Facts of the Case
Defendants, David Trivax and Serlin, Trivax & Stern, PLLC (collectively, “Defendants”) initially defended Plaintiffs, Nasir Ali, Mir Asghar, and Mid Michigan Ambulatory Physicians (collectively, “Plaintiffs”), in a lawsuit filed by Plaintiffs’ former employee (the “First Lawsuit”). The First Lawsuit resolved through Michigan’s Case Evaluation process. Subsequent to the resolution of the First Lawsuit, Defendants advised Plaintiffs to file a second declaratory action lawsuit to confirm that the resolution of the First Lawsuit eliminated the employee’s right to receive a portion of future net profits from Plaintiffs pursuant to the employee’s employment agreement (the “Second Lawsuit”). Ultimately, the Plaintiffs lost the Second Lawsuit and subsequently filed a legal malpractice lawsuit against Defendants based on their legal advice to file the Second Lawsuit.

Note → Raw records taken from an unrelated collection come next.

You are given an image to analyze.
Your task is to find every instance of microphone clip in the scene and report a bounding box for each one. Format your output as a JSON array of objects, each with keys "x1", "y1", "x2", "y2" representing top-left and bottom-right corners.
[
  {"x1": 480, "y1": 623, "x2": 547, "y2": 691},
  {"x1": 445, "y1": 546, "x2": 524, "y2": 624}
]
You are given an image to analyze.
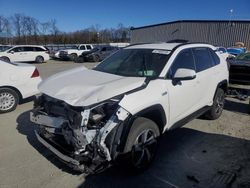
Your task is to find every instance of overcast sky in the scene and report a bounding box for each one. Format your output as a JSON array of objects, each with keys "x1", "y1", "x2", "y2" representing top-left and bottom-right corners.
[{"x1": 0, "y1": 0, "x2": 249, "y2": 32}]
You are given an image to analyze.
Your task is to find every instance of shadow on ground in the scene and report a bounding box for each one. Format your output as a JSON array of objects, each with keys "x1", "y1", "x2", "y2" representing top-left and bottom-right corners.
[
  {"x1": 16, "y1": 110, "x2": 81, "y2": 175},
  {"x1": 224, "y1": 99, "x2": 250, "y2": 115},
  {"x1": 16, "y1": 110, "x2": 250, "y2": 188},
  {"x1": 19, "y1": 96, "x2": 36, "y2": 104}
]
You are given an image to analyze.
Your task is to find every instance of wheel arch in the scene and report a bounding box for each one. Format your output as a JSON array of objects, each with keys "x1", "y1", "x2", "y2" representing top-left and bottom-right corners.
[
  {"x1": 0, "y1": 86, "x2": 23, "y2": 101},
  {"x1": 214, "y1": 79, "x2": 228, "y2": 100},
  {"x1": 115, "y1": 104, "x2": 166, "y2": 154}
]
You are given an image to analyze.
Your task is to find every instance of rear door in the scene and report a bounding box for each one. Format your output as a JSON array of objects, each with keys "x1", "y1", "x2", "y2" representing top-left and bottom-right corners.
[
  {"x1": 23, "y1": 47, "x2": 36, "y2": 61},
  {"x1": 192, "y1": 47, "x2": 218, "y2": 107}
]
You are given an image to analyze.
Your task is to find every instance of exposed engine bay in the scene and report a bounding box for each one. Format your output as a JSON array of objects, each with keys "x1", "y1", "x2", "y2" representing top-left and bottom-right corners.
[{"x1": 30, "y1": 94, "x2": 130, "y2": 174}]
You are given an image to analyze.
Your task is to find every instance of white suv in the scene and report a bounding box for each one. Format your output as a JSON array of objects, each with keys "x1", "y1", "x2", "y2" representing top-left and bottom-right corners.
[
  {"x1": 30, "y1": 42, "x2": 229, "y2": 174},
  {"x1": 58, "y1": 44, "x2": 93, "y2": 61},
  {"x1": 0, "y1": 45, "x2": 50, "y2": 63}
]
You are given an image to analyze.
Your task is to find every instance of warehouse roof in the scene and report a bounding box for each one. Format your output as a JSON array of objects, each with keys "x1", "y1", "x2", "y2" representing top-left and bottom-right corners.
[{"x1": 131, "y1": 20, "x2": 250, "y2": 30}]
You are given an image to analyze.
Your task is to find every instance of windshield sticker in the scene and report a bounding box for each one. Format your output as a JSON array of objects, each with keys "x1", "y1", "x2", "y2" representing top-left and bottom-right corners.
[{"x1": 152, "y1": 50, "x2": 170, "y2": 55}]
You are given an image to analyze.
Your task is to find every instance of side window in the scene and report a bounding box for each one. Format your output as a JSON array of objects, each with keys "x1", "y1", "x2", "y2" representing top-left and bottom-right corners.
[
  {"x1": 23, "y1": 47, "x2": 34, "y2": 52},
  {"x1": 168, "y1": 49, "x2": 195, "y2": 78},
  {"x1": 193, "y1": 48, "x2": 214, "y2": 72},
  {"x1": 209, "y1": 49, "x2": 220, "y2": 65},
  {"x1": 11, "y1": 47, "x2": 23, "y2": 52},
  {"x1": 34, "y1": 47, "x2": 46, "y2": 51},
  {"x1": 80, "y1": 45, "x2": 86, "y2": 50},
  {"x1": 101, "y1": 47, "x2": 107, "y2": 51},
  {"x1": 86, "y1": 45, "x2": 92, "y2": 50}
]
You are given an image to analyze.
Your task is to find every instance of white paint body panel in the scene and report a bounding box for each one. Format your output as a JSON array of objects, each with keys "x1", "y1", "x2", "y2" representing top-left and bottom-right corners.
[
  {"x1": 0, "y1": 60, "x2": 42, "y2": 98},
  {"x1": 38, "y1": 67, "x2": 145, "y2": 106}
]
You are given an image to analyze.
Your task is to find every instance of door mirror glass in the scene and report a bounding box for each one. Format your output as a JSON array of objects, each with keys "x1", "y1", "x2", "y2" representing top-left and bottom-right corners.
[{"x1": 173, "y1": 68, "x2": 196, "y2": 80}]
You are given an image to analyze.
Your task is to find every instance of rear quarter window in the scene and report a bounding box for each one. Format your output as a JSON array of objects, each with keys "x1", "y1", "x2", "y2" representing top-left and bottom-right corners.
[
  {"x1": 34, "y1": 47, "x2": 46, "y2": 51},
  {"x1": 209, "y1": 49, "x2": 220, "y2": 65}
]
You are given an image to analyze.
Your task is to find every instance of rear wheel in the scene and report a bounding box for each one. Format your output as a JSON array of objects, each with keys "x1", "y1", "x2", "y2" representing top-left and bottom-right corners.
[
  {"x1": 0, "y1": 88, "x2": 19, "y2": 113},
  {"x1": 123, "y1": 117, "x2": 160, "y2": 171},
  {"x1": 35, "y1": 56, "x2": 44, "y2": 63},
  {"x1": 75, "y1": 56, "x2": 84, "y2": 63},
  {"x1": 93, "y1": 55, "x2": 100, "y2": 62},
  {"x1": 205, "y1": 88, "x2": 225, "y2": 120},
  {"x1": 0, "y1": 56, "x2": 10, "y2": 62}
]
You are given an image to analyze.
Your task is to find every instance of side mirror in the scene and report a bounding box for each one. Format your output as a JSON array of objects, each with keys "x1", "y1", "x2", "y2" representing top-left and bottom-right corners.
[
  {"x1": 173, "y1": 68, "x2": 196, "y2": 81},
  {"x1": 8, "y1": 50, "x2": 15, "y2": 54}
]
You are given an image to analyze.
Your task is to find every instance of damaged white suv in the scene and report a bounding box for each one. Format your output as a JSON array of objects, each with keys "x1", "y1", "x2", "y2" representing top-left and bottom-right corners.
[{"x1": 30, "y1": 42, "x2": 229, "y2": 174}]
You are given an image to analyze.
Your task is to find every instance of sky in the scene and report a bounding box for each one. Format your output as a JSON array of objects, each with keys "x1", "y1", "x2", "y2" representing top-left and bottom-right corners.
[{"x1": 0, "y1": 0, "x2": 250, "y2": 32}]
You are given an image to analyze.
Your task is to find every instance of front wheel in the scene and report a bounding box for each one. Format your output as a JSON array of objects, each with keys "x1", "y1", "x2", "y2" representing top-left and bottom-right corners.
[
  {"x1": 205, "y1": 88, "x2": 225, "y2": 120},
  {"x1": 0, "y1": 56, "x2": 10, "y2": 62},
  {"x1": 123, "y1": 117, "x2": 160, "y2": 171},
  {"x1": 0, "y1": 88, "x2": 19, "y2": 113}
]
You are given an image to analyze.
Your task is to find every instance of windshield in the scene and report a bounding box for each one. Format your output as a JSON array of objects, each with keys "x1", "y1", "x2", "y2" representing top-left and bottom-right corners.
[
  {"x1": 0, "y1": 46, "x2": 12, "y2": 52},
  {"x1": 94, "y1": 49, "x2": 171, "y2": 77},
  {"x1": 236, "y1": 53, "x2": 250, "y2": 61}
]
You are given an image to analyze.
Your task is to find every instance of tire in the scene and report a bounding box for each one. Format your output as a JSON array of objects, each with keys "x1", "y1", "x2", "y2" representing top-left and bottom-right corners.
[
  {"x1": 0, "y1": 88, "x2": 19, "y2": 113},
  {"x1": 75, "y1": 56, "x2": 84, "y2": 63},
  {"x1": 0, "y1": 56, "x2": 10, "y2": 63},
  {"x1": 205, "y1": 88, "x2": 225, "y2": 120},
  {"x1": 35, "y1": 56, "x2": 44, "y2": 63},
  {"x1": 69, "y1": 53, "x2": 77, "y2": 61},
  {"x1": 123, "y1": 117, "x2": 160, "y2": 171},
  {"x1": 93, "y1": 55, "x2": 100, "y2": 62}
]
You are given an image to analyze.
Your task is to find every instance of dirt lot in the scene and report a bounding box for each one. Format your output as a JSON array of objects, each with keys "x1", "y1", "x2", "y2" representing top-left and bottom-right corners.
[{"x1": 0, "y1": 60, "x2": 250, "y2": 188}]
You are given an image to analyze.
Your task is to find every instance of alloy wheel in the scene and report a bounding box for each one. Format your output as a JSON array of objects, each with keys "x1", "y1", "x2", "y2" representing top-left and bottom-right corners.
[
  {"x1": 131, "y1": 129, "x2": 157, "y2": 168},
  {"x1": 0, "y1": 92, "x2": 16, "y2": 111}
]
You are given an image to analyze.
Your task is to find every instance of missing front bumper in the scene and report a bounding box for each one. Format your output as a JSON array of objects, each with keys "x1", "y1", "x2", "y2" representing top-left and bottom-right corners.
[{"x1": 35, "y1": 130, "x2": 80, "y2": 166}]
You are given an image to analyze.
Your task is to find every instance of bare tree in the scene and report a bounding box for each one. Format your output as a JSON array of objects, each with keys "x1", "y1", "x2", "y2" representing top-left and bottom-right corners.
[{"x1": 11, "y1": 14, "x2": 23, "y2": 43}]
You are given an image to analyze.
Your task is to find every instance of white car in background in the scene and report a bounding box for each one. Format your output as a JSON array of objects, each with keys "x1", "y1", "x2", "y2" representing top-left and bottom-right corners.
[
  {"x1": 0, "y1": 45, "x2": 50, "y2": 63},
  {"x1": 58, "y1": 44, "x2": 94, "y2": 61},
  {"x1": 0, "y1": 60, "x2": 42, "y2": 113}
]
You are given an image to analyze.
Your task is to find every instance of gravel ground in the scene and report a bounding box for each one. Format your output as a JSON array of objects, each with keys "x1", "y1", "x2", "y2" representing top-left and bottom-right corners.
[{"x1": 0, "y1": 59, "x2": 250, "y2": 188}]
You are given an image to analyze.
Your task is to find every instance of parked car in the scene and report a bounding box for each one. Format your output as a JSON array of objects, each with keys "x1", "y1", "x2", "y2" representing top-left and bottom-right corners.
[
  {"x1": 0, "y1": 45, "x2": 50, "y2": 63},
  {"x1": 58, "y1": 44, "x2": 94, "y2": 61},
  {"x1": 216, "y1": 46, "x2": 235, "y2": 60},
  {"x1": 228, "y1": 52, "x2": 250, "y2": 84},
  {"x1": 227, "y1": 47, "x2": 246, "y2": 56},
  {"x1": 30, "y1": 42, "x2": 228, "y2": 174},
  {"x1": 50, "y1": 50, "x2": 60, "y2": 59},
  {"x1": 76, "y1": 45, "x2": 119, "y2": 63},
  {"x1": 0, "y1": 60, "x2": 41, "y2": 113}
]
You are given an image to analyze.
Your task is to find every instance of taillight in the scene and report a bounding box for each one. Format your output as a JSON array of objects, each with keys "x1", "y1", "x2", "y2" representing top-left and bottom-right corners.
[
  {"x1": 45, "y1": 50, "x2": 49, "y2": 54},
  {"x1": 31, "y1": 68, "x2": 40, "y2": 78}
]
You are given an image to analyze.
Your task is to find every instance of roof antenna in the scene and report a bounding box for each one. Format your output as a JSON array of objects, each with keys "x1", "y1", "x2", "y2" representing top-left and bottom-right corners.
[{"x1": 229, "y1": 9, "x2": 234, "y2": 26}]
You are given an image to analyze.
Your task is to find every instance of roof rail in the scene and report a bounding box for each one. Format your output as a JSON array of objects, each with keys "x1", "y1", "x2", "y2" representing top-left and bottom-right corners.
[{"x1": 167, "y1": 39, "x2": 189, "y2": 43}]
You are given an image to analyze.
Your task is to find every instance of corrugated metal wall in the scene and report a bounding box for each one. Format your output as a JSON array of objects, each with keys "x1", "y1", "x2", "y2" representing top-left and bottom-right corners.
[{"x1": 131, "y1": 21, "x2": 250, "y2": 48}]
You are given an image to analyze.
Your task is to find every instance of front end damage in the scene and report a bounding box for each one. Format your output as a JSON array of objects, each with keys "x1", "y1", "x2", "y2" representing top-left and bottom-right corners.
[{"x1": 30, "y1": 94, "x2": 130, "y2": 174}]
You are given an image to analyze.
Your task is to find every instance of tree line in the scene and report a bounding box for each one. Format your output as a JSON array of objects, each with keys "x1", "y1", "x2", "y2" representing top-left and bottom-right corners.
[{"x1": 0, "y1": 14, "x2": 130, "y2": 45}]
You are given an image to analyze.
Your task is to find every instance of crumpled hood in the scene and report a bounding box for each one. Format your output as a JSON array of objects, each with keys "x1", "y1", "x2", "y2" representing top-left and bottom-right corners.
[{"x1": 38, "y1": 66, "x2": 145, "y2": 106}]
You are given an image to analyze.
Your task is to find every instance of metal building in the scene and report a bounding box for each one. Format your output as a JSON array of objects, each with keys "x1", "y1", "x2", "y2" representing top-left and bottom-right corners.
[{"x1": 131, "y1": 20, "x2": 250, "y2": 48}]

Legal Malpractice Standards
The Ali Court began its analysis by outlining the key principals in any legal malpractice case, stressing that “‘an attorney is obligated to use reasonable skill, care, discretion, and judgment in representing a client.”’ Ali, unpub op, at 2 (citing Simko v. Blake, 448 Mich. 548, 656 (1995)). The only issue before the Court of Appeals was whether Defendants were shielded from liability by the Attorney Judgment Rule or if Defendants breached their duty to Plaintiffs by negligently advising them to file the Second Lawsuit.
Underlying Legal Issue
In analyzing the Defendants’ recommendation to file the Second Lawsuit, the Ali Court held that the trial court should have more thoroughly analyzed the underlying legal issue—the effect of the parties’ acceptance of the Case Evaluation award to resolve the First Lawsuit. Ultimately, the Court of Appeals held that the language of MCR 2.403, which governs Case Evaluation, “could not be more clear that accepting a [C]ase [E]valuation means that all claims in the action are dismissed. CAM Constr. v. Lake Edgewood Condo Ass’n., 465 Mich. 549, 555 (2002) (emphasis in original, ellipses omitted). In short, it was clear to the Ali Court that the questions regarding the former employee’s entitlement to future earnings were resolved by the parties’ acceptance of the Case Evaluation Award in the First Lawsuit.
Attorney Judgment Rule
The Court of Appeals reaffirmed that despite an attorney’s “duty to behave as would an attorney of ordinary learning, judgment or skill under the same or similar circumstances,” an attorney is not “answerable for mere errors in judgment” as long as the attorney “acts in good faith and in honest belief that his acts and omissions are well founded in law…” Simko, 448 Mich. at 656, 658. However, the Ali Court held that the Attorney Judgment Rule does not protect Defendants’ conduct where the finality of Case Evaluation was clearly stated in MCR 2.403 and in Michigan case law for the last twenty-one years. Ali, unpub op, at 6. In short, while a “conceivable” argument could be proffered as to how the Second Lawsuit could have benefited Plaintiffs, the proper standard is a “good faith basis,” not conceivability. Thus, the Ali Court held that the Attorney Judgment Rule does not extend to an attorney’s incorrect legal advice to file a second (and unnecessary) lawsuit contrary to controlling Michigan law. Moreover, the Ali Court held that the determination of whether the Attorney Judgment Rule applies is an appropriate question for the jury, which will makes succeeding on summary disposition based upon the Attorney Judgment Rule an uphill struggle.